Question Type:
Necessary Assumption
Stimulus Breakdown:
Conclusion: Our company releases more pollutants than most similarly sized ones.
Evidence: A study showed that collectively, our company and four others, accounted for 60% of the pollution caused by an overall group of 30 companies.
Answer Anticipation:
How could the author's company be in that group that accounts for 60% of pollutants, but NOT release more pollutants than most companies?
If we think about the fact that the remaining 25 companies account for 40% of the pollutants, those companies are averaging about 1.5% of the pollutants per company. How could we say that our author's company is on that same level?
We would just say, "Hey, WE only account for 1.5% of the pollutants too. This study just randomly lumped us in with Brown River Chemicals, which by itself accounts for 56% of the pollutants." In other words, it's not like they told us that the author's company is part of the top 5. I could put four homeless people in a group of five with Bill Gates and tell you that their collective net work was $60 billion, but that doesn't imply that everyone in that quintet is rich.
Correct Answer:
D
Answer Choice Analysis:
(A) The author might well believe that the conservation group IS hostile. Who cares?

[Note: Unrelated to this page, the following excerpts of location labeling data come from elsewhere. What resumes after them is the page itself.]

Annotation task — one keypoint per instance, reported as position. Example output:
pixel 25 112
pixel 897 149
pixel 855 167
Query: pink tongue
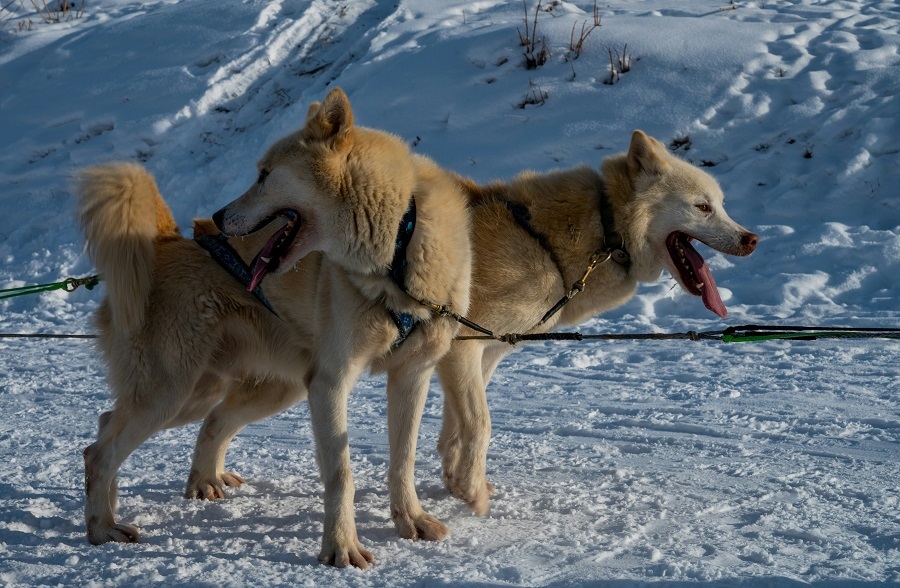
pixel 709 293
pixel 263 261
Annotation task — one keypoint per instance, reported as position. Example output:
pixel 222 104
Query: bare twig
pixel 578 46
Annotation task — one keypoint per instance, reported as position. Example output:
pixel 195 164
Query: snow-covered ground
pixel 631 463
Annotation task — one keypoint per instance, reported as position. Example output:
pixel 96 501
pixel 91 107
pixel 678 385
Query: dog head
pixel 340 188
pixel 672 204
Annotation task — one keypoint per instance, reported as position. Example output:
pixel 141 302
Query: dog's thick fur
pixel 184 341
pixel 516 278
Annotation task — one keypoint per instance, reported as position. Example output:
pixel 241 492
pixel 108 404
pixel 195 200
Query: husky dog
pixel 365 235
pixel 533 237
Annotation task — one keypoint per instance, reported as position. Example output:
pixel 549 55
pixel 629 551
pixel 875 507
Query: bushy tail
pixel 122 215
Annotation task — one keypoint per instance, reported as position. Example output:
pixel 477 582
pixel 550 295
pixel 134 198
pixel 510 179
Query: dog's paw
pixel 423 526
pixel 212 488
pixel 116 533
pixel 340 556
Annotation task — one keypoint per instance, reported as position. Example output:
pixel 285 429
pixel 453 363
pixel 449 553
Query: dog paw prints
pixel 202 65
pixel 94 130
pixel 494 69
pixel 59 143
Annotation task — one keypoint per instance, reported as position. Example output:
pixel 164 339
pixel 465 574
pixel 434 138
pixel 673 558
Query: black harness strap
pixel 612 239
pixel 405 321
pixel 522 216
pixel 228 258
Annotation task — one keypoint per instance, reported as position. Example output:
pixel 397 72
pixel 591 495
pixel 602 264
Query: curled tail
pixel 122 216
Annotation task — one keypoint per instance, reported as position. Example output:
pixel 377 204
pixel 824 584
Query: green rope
pixel 69 285
pixel 753 333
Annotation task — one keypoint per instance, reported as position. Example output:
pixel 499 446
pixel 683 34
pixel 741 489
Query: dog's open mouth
pixel 693 272
pixel 272 254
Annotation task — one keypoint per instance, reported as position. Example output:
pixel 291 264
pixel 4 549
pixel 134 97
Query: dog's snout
pixel 748 243
pixel 218 218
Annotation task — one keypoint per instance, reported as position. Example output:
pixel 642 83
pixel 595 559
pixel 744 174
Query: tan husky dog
pixel 534 237
pixel 185 341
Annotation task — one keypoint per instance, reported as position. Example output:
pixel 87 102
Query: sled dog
pixel 533 238
pixel 359 234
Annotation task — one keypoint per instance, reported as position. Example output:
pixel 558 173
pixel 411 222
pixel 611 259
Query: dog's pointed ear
pixel 332 120
pixel 646 155
pixel 313 109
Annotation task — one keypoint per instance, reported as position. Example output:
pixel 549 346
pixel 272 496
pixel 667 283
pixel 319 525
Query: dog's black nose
pixel 749 242
pixel 218 217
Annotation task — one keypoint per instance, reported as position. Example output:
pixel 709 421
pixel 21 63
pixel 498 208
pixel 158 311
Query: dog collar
pixel 228 258
pixel 613 242
pixel 404 321
pixel 404 236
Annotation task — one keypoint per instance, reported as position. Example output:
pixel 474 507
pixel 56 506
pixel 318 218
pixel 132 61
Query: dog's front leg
pixel 329 389
pixel 465 436
pixel 407 391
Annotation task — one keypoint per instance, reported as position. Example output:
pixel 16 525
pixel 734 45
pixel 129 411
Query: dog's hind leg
pixel 121 432
pixel 407 391
pixel 248 401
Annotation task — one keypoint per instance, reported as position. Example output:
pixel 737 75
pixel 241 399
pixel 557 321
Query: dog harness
pixel 404 321
pixel 611 247
pixel 228 258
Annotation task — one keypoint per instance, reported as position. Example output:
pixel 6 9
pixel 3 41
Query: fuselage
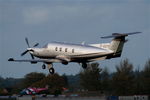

She's just looking at the study's finding and feeling like her company is causing a disproportionate share of the pollutants.
(B) This is getting too specific about HOW this company would be overcontributing to pollutants: it wouldn't matter to the author whether the company's share of the pollution came from greater volume of chemicals or from using chemicals whose processing is inherently more polluting.
(C) This conclusion is only about comparing the author's company to OTHER SMALL chemical companies. "Large" companies are out of scope.
(D) YES! What if the author's is still around 1.5% like the other 25 companies, and it's just the other four in the author's group that are driving it up to 60%? If we negate this answer, it tells us that the author's company is contributing roughly the same as the other 25 chemical companies in the study.
(E) Too strong. It doesn't matter if there's significant variation. If the author thinks that her company is "evenly" responsible for her group's 60%, she thinks her company accounts for about 12% of the pollution, while the average for the other 25 companies is around 1.5%. There's no way, using significant variation, to make it so that her company's 12% would be a lower number than that of most of the 30 companies.
Takeaway/Pattern: Very goofy mathy stuff here. This is one of LSAT's "curiously phrased statistics". If you're ever thinking, "THAT was a weird way to phrase that statistic", then they are probably testing the wording. This statistic SOUNDS like it's saying "the top 5 are responsible for 60%", but we have no indication they're the top 5.